3607-Power_Grid_Maintenance.py

"""
3607-Power_Grid_Maintenance.py
Billy.Ljm
09 November 2025

=======
Problem
=======
https://leetcode.com/problems/power-grid-maintenance/

You are given an integer c representing c power stations, each with a unique
identifier id from 1 to c (1‑based indexing).

These stations are interconnected via n bidirectional cables, represented by a
2D array connections, where each element connections[i] = [ui, vi] indicates a
connection between station ui and station vi. Stations that are directly or
indirectly connected form a power grid.

Initially, all stations are online (operational).

You are also given a 2D array queries, where each query is one of the following
two types:
- [1, x]: A maintenance check is requested for station x. If station x is online,
  it resolves the check by itself. If station x is offline, the check is
  resolved by the operational station with the smallest id in the same power
  grid as x. If no operational station exists in that grid, return -1.
- [2, x]: Station x goes offline (i.e., it becomes non-operational).

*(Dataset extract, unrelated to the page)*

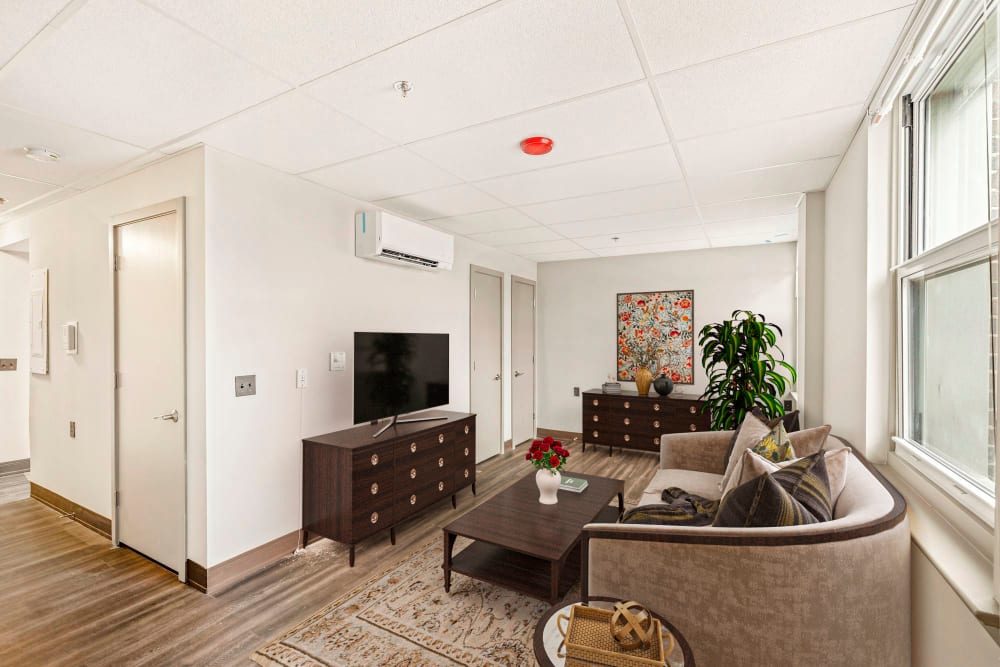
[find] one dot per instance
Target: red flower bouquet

Return an array of integers representing the results of each query of type
[1, x] in the order they appear.

Note: The power grid preserves its structure; an offline (non‑operational) node
remains part of its grid and taking it offline does not alter connectivity.

===========
My Approach
===========
We will first use union-find to identify the disjoin power grids. Then, we will
use a list to map each power station to a minheap of all elements in its power
grid. This minheap allows us to find the smallest id of the power grid quickly,
and keep track of the offline stations so we can answer the query, and also to
lazy delete from the minheap.

This has a time complexity of O[(c + q) log c + m α(c)] and space complexity of
O(c + q), where c is the number of power stations, q is the number of queries,
m the number of connections, and α the inverse Ackermann function.
"""

from typing import List
import heapq

class UnionFind():
    def __init__(self, n):
        self.parent = list(range(n))
        self.rank = [0] * n

    def find(self, i):
        if (self.parent[i] == i):
            return i
        else:
            self.parent[i] = self.find(self.parent[i])
            return self.parent[i]

    def union(self, x, y):
        xroot = self.find(x)
        yroot = self.find(y)
        if self.rank[xroot] > self.rank[yroot]:
            self.parent[yroot] = xroot
        else:
            self.parent[xroot] = yroot

class Solution:
    def processQueries(self, c: int, connections: List[List[int]],
        queries: List[List[int]]) -> List[int]:
        # union-find
        uf = UnionFind(c+1)
        for conn in connections:
            uf.union(conn[0], conn[1])

        # create minheaps
        pq = [list() for i in range(c+1)]
        for i in range(c+1):
            pq[i] = pq[uf.find(i)]
            heapq.heappush(pq[i], i)

        # answer queries
        out = []
        offline = set()
        for q in queries:
            if q[0] == 1 and q[1] not in offline:
                out.append(q[1])
            elif q[0] == 1 and q[1] in offline:
                # lazy delete min heaps
                while len(pq[q[1]]) > 0 and pq[q[1]][0] in offline:
                    heapq.heappop(pq[q[1]])
                # respond to question
                if len(pq[q[1]]) > 0:
                    out.append(pq[q[1]][0])
                else:
                    out.append(-1)
            elif q[0] == 2 and q[1] not in offline:
                offline.add(q[1])

        return out

"""
Test cases
"""
if __name__ == "__main__":
    sol = Solution()

    # test case 1
    c = 5
    connections = [[1,2],[2,3],[3,4],[4,5]]
    queries = [[1,3],[2,1],[1,1],[2,2],[1,2]]
    print(f"processQueries({c}, {connections}, {queries}) = " +
        str(sol.processQueries(c, connections, queries)))

    # test case 2
    c = 3
    connections = []
    queries = [[1,1],[2,1],[1,1]]
    print(f"processQueries({c}, {connections}, {queries}) = " +
        str(sol.processQueries(c, connections, queries)))